RateHub’s Digital Money Trends report shows power of search for FinTech startups

RateHub, a search engine for Canadian mortgage rates that boasts 300,000 monthly users, released its first Digital Money Trends Report. The aim of the report is to take an overall look at how Canadians manage their money by analyzing how they approach mortgages, saving and investing, and credit cards.

The report took data from three sources: thirty-eight thousand Ratehub.ca mortgage rate requests from February 2012 to October 2015, 1,500 Ratehub.ca mortgage user surveys, and a RateHub banking survey of 1,000 Canadians. It also included Google search volume data, and industry information from the Bank of Canada, the Canada Mortgage and Housing Corporation, and Mortgage Professionals Canada as reference for the findings.

The overarching finding of the report is that Canadians are increasingly going online to research their financial decisions before they make them. According to RateHub, Canadians searched for mortgage-related keywords more than 700,000 times a month, and mortgage calculators took the biggest chunk with 487,000 searches.

“In a way, it’s not about creating a market, but a new way to service an existing market.” – Alyssa Furtado, CEO of RateHub

The report also found that the average Canadian has 2.4 credit cards, and one in ten have five or more cards. Canadians searched for credit card networks more than 800,000 times, and there are 158,200 monthly searches for credit card terms containing BMO, 102,500 with TD, 100,700 with RBC, 71,300 with CIBC, and 50,700 with Scotiabank.”

Alyssa Furtado, founder and CEO of RateHub, said that the company approached the report similar to how it built its business, as RateHub uses Google search data to determine the size of its market. “At RateHub we’ve been very focused on search.
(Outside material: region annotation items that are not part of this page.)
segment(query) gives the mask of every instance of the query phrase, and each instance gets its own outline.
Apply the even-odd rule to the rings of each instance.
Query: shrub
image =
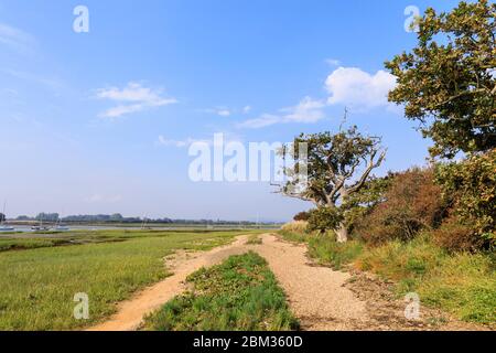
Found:
[[[343,216],[337,207],[322,206],[310,212],[309,232],[325,233],[334,231],[343,221]]]
[[[461,224],[456,217],[448,218],[439,229],[432,232],[434,244],[449,252],[475,252],[484,246],[484,239],[474,226]]]
[[[358,221],[356,232],[371,244],[412,239],[420,231],[436,227],[446,213],[432,169],[397,174],[385,201]]]
[[[496,243],[496,149],[467,160],[438,167],[436,182],[460,222],[472,226],[474,244]]]

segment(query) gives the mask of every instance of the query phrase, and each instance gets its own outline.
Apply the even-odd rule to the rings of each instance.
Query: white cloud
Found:
[[[0,44],[8,45],[18,51],[30,51],[35,42],[31,34],[6,23],[0,23]]]
[[[207,113],[207,114],[215,114],[220,117],[230,117],[234,113],[234,110],[231,110],[227,107],[215,107],[215,108],[208,108],[208,109],[201,109],[200,111]]]
[[[259,129],[276,124],[303,122],[312,124],[324,118],[325,104],[311,97],[303,98],[296,106],[280,109],[278,115],[262,114],[255,119],[238,125],[240,128]]]
[[[233,135],[230,132],[217,132],[214,135],[215,136],[222,136],[223,142],[224,143],[229,143],[229,142],[240,142],[242,143],[241,139],[239,137],[237,137],[236,135]],[[206,143],[208,146],[214,146],[215,141],[214,138],[209,138],[209,139],[194,139],[194,138],[187,138],[184,140],[174,140],[174,139],[168,139],[165,138],[163,135],[159,136],[158,141],[155,142],[157,146],[164,146],[164,147],[175,147],[175,148],[187,148],[190,147],[192,143]]]
[[[100,88],[97,90],[97,98],[120,103],[118,106],[99,114],[101,118],[119,118],[148,108],[177,103],[175,98],[162,97],[162,90],[144,87],[136,82],[128,83],[123,88]]]
[[[87,203],[117,203],[122,201],[121,195],[103,195],[99,193],[93,194],[85,199]]]
[[[357,109],[387,107],[389,90],[395,88],[396,76],[378,71],[375,75],[357,67],[338,67],[326,79],[331,94],[330,105],[343,104]]]
[[[192,138],[187,138],[185,140],[172,140],[172,139],[166,139],[164,136],[160,135],[157,145],[183,148],[183,147],[188,147],[191,143],[200,142],[200,141],[201,140],[195,140],[195,139],[192,139]],[[207,142],[207,141],[205,141],[205,142]]]
[[[220,109],[217,111],[217,114],[222,117],[229,117],[230,116],[230,110],[228,109]]]
[[[325,62],[331,66],[339,66],[341,62],[337,58],[326,58]]]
Google search data has been the foundation of our business model; it’s how we’ve built our traffic to over 300,000 users per month, and it’s been a profitable way to build a business,” said Furtado. “Our customers are those who are looking for an existing service (a mortgage, applying for a credit card, finding the best high-interest savings account, etc). The intent is already there. We’re not building a whole new market.”

Speaking with BetaKit about the report, Furtado makes the distinction between two common types of FinTech startups: those that are creating new markets with their services, and those like RateHub, which are disrupting already-existing services.

“Sometimes it’s difficult to understand the distinction for financial services,” she said. “Take Instagram for example. They created a market for themselves, but they didn’t invent photo sharing. Marketplace lenders like Grow or Borrowell did not create a market for people who want unsecured loans, that already exists, but they have created an alternative place to access loans. RateHub is similarly servicing those people looking for financial products already, but we’ve created a marketplace for rate and product comparisons. In a way, it’s not about creating a market, but a new way to service an existing market. The challenge that many FinTechs face is creating general awareness around a new servicing option.”

However, the company stressed that FinTech startups shouldn’t miss out on opportunities to use search to understand potential markets. According to the report, 66 percent of RateHub users are between the ages of 26-45, and this demographic is more likely to go online first, which means that the size of the search market will grow. “Never before have new companies had such an accurate looking glass into what their potential customers want,” said Kerri-Lynn McAllister, RateHub’s marketing director. “It doesn’t have to be a guessing game, analyzing search data can provide you with an informed foundation for your strategy.”

McAllister adds that the FinTech companies that leverage new consumer financial habits — which see a shift from the bank branch to the computer — will win. “The banks are not going anywhere, but the question is, will they reach customers online or partner with those companies who are? The banks will still exist, but will their branches?”